Personal Project Info
In order to aid formation of groups, please post a message to the "Project Discussions" topic in courseworks with the following information:
- Academic program/profession
- Research interests for project
- Relevant background and experience
- Each group should contain 3-4 people, including at least 1 computational person and 1 biology person
- Single person groups are strongly discouraged -- there is too much work, and you will miss out on the benefits (and challenges) of cross-disciplinary collaboration!
- Group members are responsible for dividing up the work equally and making sure that everyone contributes; if there are serious problems, you can discuss them with me, but I will not police you or ask you to report on your groupmates!
Group project proposal is due Monday, March 29. Please submit a text/pdf/ps version of your proposal via courseworks, and include the names and emails of all group members in the proposal. You should describe the biological problem, methods, and if possible a potential dataset.
The purpose of the project is to have you accomplish the following:
- Implement or use one or more machine learning algorithms or techniques
- Use these techniques to look at real biological data
- Evaluate the performance of your method and attempt to draw conclusions from your results about the biological problem you are considering and/or about the appropriateness of your method for the problem
Within these three requirements, there is a lot of freedom to lean towards more computational or more biological projects: some groups will use standard machine learning techniques to explore a particular biological problem; some groups will evaluate a newer or original machine learning algorithm on a standard biological benchmark dataset. Of course, the most innovative projects would try to specialize or develop machine learning techniques suitable for the particular biological problem at hand.

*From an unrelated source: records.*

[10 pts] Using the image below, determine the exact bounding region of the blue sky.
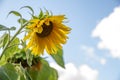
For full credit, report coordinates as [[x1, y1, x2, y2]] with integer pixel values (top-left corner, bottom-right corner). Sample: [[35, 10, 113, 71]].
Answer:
[[0, 0, 120, 80]]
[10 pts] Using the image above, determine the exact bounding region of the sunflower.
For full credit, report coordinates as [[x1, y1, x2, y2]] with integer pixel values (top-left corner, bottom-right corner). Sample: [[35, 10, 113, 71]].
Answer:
[[24, 15, 71, 55]]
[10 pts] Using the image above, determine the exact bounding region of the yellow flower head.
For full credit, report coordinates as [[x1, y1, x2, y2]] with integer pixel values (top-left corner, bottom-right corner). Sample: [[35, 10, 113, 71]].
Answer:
[[24, 15, 71, 55]]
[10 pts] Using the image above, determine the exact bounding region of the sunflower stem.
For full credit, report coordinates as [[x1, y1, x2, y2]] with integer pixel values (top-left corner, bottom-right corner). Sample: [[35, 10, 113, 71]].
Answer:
[[0, 22, 28, 60]]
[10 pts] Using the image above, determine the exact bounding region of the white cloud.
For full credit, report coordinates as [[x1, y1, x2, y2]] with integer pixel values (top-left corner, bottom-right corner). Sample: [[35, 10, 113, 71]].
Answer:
[[100, 58, 106, 65], [92, 7, 120, 58], [50, 63, 99, 80], [80, 45, 106, 65]]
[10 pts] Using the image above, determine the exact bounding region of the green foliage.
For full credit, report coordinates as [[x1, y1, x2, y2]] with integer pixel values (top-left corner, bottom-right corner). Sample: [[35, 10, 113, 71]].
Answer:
[[20, 6, 34, 15], [0, 6, 65, 80], [0, 63, 18, 80], [51, 49, 65, 68], [0, 33, 9, 48], [28, 59, 58, 80], [0, 24, 16, 31]]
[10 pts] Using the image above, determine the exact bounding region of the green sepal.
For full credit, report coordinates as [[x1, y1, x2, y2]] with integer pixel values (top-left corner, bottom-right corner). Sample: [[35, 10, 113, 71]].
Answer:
[[0, 24, 16, 31], [0, 63, 18, 80], [20, 6, 34, 15]]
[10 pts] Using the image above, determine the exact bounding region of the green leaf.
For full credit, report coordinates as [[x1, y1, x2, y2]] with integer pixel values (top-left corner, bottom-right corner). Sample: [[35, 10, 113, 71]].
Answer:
[[0, 63, 18, 80], [38, 10, 44, 19], [4, 38, 20, 62], [51, 49, 65, 68], [0, 24, 9, 31], [0, 33, 9, 48], [8, 11, 22, 17], [18, 18, 27, 24], [48, 68, 58, 80], [26, 49, 33, 66], [0, 24, 16, 31], [20, 6, 34, 15], [28, 59, 58, 80], [9, 26, 16, 30]]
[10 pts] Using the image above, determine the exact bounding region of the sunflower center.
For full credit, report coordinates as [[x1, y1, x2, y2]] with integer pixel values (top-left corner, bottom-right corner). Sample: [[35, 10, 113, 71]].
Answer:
[[36, 21, 53, 38]]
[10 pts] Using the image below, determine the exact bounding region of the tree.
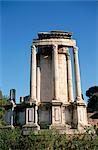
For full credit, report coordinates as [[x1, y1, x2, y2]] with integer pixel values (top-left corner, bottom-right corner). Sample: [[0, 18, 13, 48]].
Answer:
[[86, 86, 98, 111]]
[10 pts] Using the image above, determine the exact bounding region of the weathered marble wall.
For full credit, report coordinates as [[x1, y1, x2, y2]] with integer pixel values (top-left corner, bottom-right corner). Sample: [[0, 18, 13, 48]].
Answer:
[[40, 52, 54, 102], [58, 54, 67, 103]]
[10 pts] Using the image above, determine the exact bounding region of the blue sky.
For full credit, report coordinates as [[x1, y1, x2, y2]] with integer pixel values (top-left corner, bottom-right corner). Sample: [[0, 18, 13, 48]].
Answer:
[[0, 1, 98, 102]]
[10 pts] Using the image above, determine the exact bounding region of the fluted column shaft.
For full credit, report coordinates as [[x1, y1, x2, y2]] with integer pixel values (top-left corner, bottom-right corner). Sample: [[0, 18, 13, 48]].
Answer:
[[30, 45, 36, 100], [66, 53, 74, 102], [36, 66, 40, 102], [53, 45, 59, 100], [73, 47, 82, 100]]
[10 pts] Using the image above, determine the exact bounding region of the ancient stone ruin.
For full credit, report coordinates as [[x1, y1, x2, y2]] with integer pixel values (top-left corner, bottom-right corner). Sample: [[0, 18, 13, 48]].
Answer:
[[6, 31, 88, 133]]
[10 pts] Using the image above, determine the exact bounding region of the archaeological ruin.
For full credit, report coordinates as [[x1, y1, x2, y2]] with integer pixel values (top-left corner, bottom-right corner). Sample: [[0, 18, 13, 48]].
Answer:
[[5, 31, 88, 133]]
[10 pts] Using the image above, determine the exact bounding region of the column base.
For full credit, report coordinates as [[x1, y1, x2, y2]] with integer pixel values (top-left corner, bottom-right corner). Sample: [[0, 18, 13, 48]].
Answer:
[[73, 102, 88, 132]]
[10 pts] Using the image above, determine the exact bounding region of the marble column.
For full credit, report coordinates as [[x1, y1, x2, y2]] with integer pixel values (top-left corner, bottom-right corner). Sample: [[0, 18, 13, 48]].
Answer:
[[53, 45, 59, 100], [73, 47, 82, 101], [30, 45, 36, 101], [66, 53, 74, 102], [36, 66, 40, 103]]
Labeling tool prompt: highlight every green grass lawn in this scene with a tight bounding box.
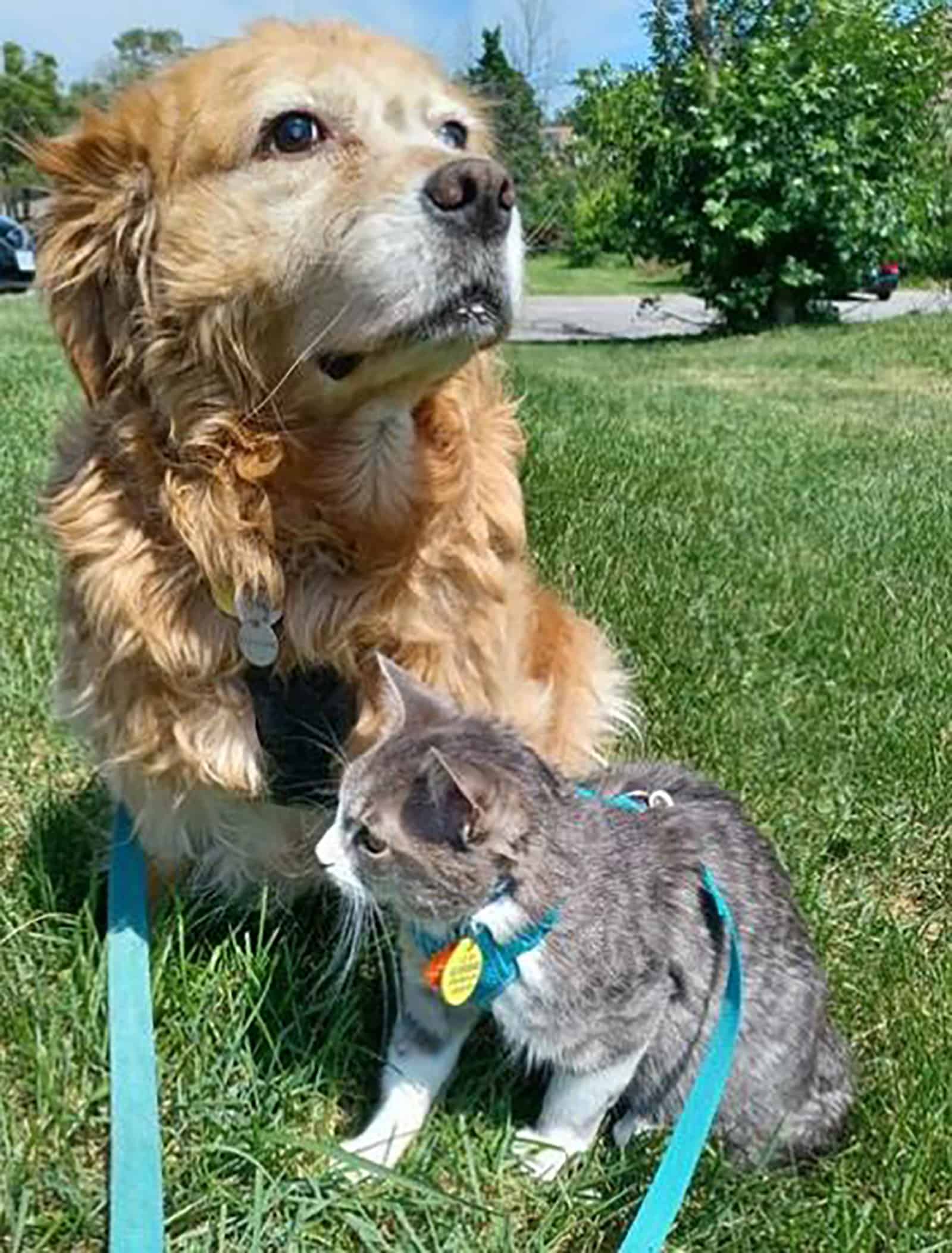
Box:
[0,299,952,1253]
[526,252,685,296]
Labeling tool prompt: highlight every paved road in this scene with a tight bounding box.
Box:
[510,288,952,342]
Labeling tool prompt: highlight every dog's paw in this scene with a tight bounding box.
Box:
[512,1126,584,1183]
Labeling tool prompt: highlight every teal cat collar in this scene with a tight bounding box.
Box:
[409,892,559,1008]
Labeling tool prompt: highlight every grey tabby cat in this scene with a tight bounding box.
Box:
[317,659,853,1178]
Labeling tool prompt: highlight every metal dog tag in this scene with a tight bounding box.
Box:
[234,590,281,666]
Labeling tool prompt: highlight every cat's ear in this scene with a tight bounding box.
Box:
[376,653,460,735]
[426,748,497,848]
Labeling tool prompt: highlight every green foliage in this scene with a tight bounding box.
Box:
[465,26,561,246]
[70,26,189,109]
[0,40,69,183]
[574,0,952,327]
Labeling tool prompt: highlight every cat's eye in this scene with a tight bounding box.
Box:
[353,826,387,857]
[262,109,327,156]
[437,118,469,148]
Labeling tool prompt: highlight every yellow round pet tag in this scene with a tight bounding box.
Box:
[440,936,483,1005]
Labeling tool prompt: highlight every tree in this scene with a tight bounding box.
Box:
[575,0,952,327]
[465,26,549,240]
[112,26,188,86]
[69,26,189,110]
[505,0,562,111]
[0,40,69,184]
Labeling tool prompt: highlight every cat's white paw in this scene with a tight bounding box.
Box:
[611,1114,660,1149]
[512,1127,585,1183]
[338,1132,400,1183]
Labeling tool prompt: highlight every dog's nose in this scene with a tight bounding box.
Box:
[424,156,516,242]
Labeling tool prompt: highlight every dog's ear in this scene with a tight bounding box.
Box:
[27,105,156,403]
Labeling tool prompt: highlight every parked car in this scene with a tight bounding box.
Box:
[0,215,36,291]
[863,261,900,300]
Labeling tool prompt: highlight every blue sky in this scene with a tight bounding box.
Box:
[0,0,647,103]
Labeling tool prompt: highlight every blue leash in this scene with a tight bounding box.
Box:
[619,866,744,1253]
[575,787,744,1253]
[107,804,163,1253]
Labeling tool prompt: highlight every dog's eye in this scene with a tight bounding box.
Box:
[437,120,469,148]
[265,110,327,155]
[353,826,387,857]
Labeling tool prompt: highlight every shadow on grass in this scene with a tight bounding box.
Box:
[23,779,111,922]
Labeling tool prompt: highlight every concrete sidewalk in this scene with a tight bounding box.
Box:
[510,288,952,343]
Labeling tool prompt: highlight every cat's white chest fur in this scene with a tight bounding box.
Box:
[472,896,560,1065]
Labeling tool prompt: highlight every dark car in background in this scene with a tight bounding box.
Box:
[0,214,36,292]
[863,261,900,300]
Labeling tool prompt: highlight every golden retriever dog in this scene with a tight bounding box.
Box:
[35,21,625,892]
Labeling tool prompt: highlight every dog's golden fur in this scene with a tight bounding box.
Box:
[36,23,624,902]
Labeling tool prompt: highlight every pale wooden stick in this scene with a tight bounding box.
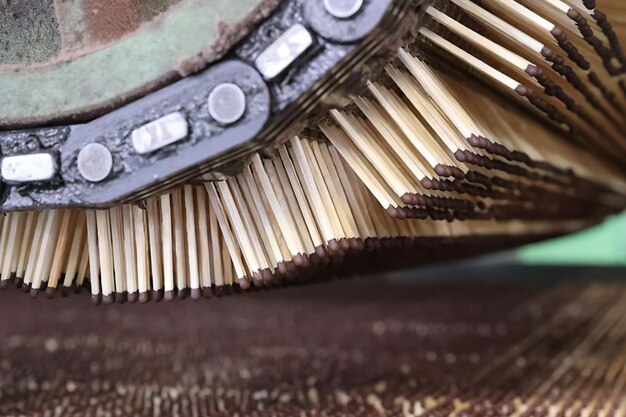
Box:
[147,198,163,301]
[160,194,174,298]
[85,210,101,303]
[183,185,200,299]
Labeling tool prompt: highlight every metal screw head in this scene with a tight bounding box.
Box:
[323,0,363,19]
[208,83,246,125]
[78,143,113,182]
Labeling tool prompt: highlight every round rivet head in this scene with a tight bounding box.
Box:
[78,143,113,182]
[208,83,246,125]
[323,0,363,19]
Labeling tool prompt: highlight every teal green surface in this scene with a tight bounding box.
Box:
[518,214,626,265]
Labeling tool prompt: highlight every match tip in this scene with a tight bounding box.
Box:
[115,291,128,304]
[91,294,102,306]
[150,289,163,303]
[46,286,57,298]
[139,291,150,304]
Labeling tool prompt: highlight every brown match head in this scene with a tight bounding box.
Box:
[202,287,213,298]
[261,268,274,286]
[293,253,309,268]
[339,238,350,252]
[315,245,328,259]
[435,164,451,177]
[238,278,250,290]
[276,261,287,275]
[420,177,435,190]
[385,206,400,218]
[150,288,163,303]
[349,237,365,252]
[191,288,202,301]
[454,149,467,162]
[46,286,57,298]
[541,46,554,60]
[252,271,265,287]
[567,8,582,20]
[400,193,415,205]
[328,239,344,256]
[583,0,596,10]
[14,276,24,288]
[550,27,567,42]
[177,288,189,300]
[515,84,530,97]
[213,284,224,298]
[128,291,139,303]
[139,291,150,304]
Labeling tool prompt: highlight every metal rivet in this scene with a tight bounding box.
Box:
[208,83,246,125]
[323,0,363,19]
[78,143,113,182]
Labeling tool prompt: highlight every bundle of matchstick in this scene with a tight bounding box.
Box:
[0,0,626,303]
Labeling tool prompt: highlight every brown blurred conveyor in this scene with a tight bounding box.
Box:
[0,267,626,417]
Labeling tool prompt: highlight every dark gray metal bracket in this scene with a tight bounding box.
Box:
[0,0,409,211]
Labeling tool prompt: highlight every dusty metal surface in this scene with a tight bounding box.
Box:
[0,0,278,128]
[0,0,415,211]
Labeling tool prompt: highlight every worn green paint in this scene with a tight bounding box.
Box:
[0,0,263,126]
[518,214,626,265]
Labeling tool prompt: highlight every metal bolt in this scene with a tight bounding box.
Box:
[323,0,363,19]
[0,153,58,184]
[208,83,246,125]
[78,143,113,182]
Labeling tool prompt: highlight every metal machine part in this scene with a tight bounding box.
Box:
[0,0,415,211]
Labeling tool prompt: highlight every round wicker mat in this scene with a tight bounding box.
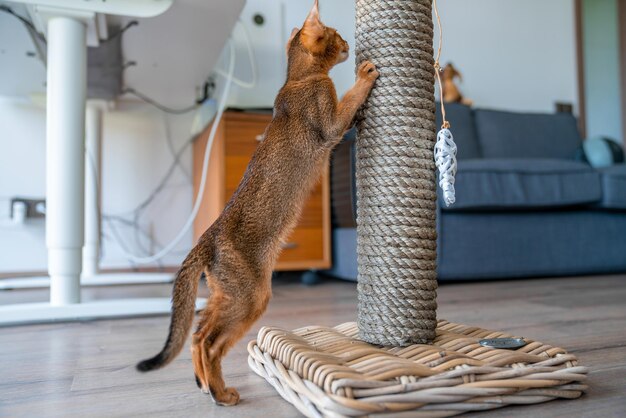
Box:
[248,320,587,417]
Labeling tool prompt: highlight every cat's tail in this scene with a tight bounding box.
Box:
[137,247,207,372]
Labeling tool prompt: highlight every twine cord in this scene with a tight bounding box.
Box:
[356,0,437,346]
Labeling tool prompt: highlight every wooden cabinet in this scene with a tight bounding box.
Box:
[193,112,331,270]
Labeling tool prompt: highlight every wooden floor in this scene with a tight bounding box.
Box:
[0,276,626,418]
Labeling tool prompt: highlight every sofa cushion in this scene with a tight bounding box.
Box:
[600,164,626,209]
[436,103,481,160]
[474,109,581,160]
[438,159,602,210]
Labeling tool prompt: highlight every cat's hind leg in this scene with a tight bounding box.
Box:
[191,272,224,393]
[197,270,270,405]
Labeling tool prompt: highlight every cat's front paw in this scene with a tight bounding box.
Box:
[357,61,379,83]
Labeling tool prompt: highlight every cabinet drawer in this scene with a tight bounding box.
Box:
[277,226,324,269]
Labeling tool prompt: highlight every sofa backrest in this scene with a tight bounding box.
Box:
[436,103,481,160]
[472,109,581,160]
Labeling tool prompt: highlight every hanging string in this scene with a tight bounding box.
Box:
[433,0,457,206]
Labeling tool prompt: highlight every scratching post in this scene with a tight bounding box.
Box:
[356,0,437,346]
[248,0,588,418]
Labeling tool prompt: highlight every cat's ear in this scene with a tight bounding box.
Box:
[285,28,300,55]
[300,0,326,53]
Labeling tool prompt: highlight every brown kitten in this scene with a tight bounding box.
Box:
[137,1,378,405]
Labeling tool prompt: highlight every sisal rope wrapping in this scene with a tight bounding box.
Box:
[356,0,437,346]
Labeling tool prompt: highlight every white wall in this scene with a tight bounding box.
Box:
[435,0,577,112]
[0,99,193,272]
[583,0,622,143]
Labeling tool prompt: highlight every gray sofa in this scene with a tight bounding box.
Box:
[328,105,626,280]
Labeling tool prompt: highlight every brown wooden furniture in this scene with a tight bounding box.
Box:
[193,111,331,271]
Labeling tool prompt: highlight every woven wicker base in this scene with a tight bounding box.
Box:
[248,320,587,417]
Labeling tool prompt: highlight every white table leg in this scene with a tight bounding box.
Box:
[46,16,87,306]
[82,103,102,282]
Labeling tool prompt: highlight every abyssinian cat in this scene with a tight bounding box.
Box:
[137,0,378,405]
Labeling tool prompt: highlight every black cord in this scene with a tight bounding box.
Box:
[0,4,46,43]
[100,20,139,44]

There should be some original aspect to your project. For example, you should not simply reproduce the results of a published paper, using the same dataset and publically available software -- this is more like a homework exercise. However, you can build off of ideas in the literature in the following ways:
- You can use methods described in research papers and publically available software (please credit the authors) to analyze new datasets or explore different biological problems
- You can extend the machine learning techniques in a paper to try to improve results
- In certain cases, a paper might use very sophisticated but publically unavailable software -- in these cases, it would be an interesting and worthwhile project to write your own prototype of the machine learning software and see if you can reproduce the results in the paper with your code
Project Report Format
You should aim for a short, conference-style paper:
- About 10 pages of text
- Many charts, graphs, etc. showing and evaluating the results of your computational experiments
- List of references
Your entire report (text and figures) should be put online in HTML, postcript, or pdf format. I'll collect the URLs on the due date and create a class project page with links to all the group project pages.
Here is a suggested general format for your report:
Your introduction should describe the biological problem, quickly summarize previous work in the literature, outline your approach, and end with a statement of your results -- what you learned from your experiments
You may be able to publish your paper, or your work may be a first step towards a publishable paper -- if interested, I can give suggestions on how to get your work in shape for publication and where to submit.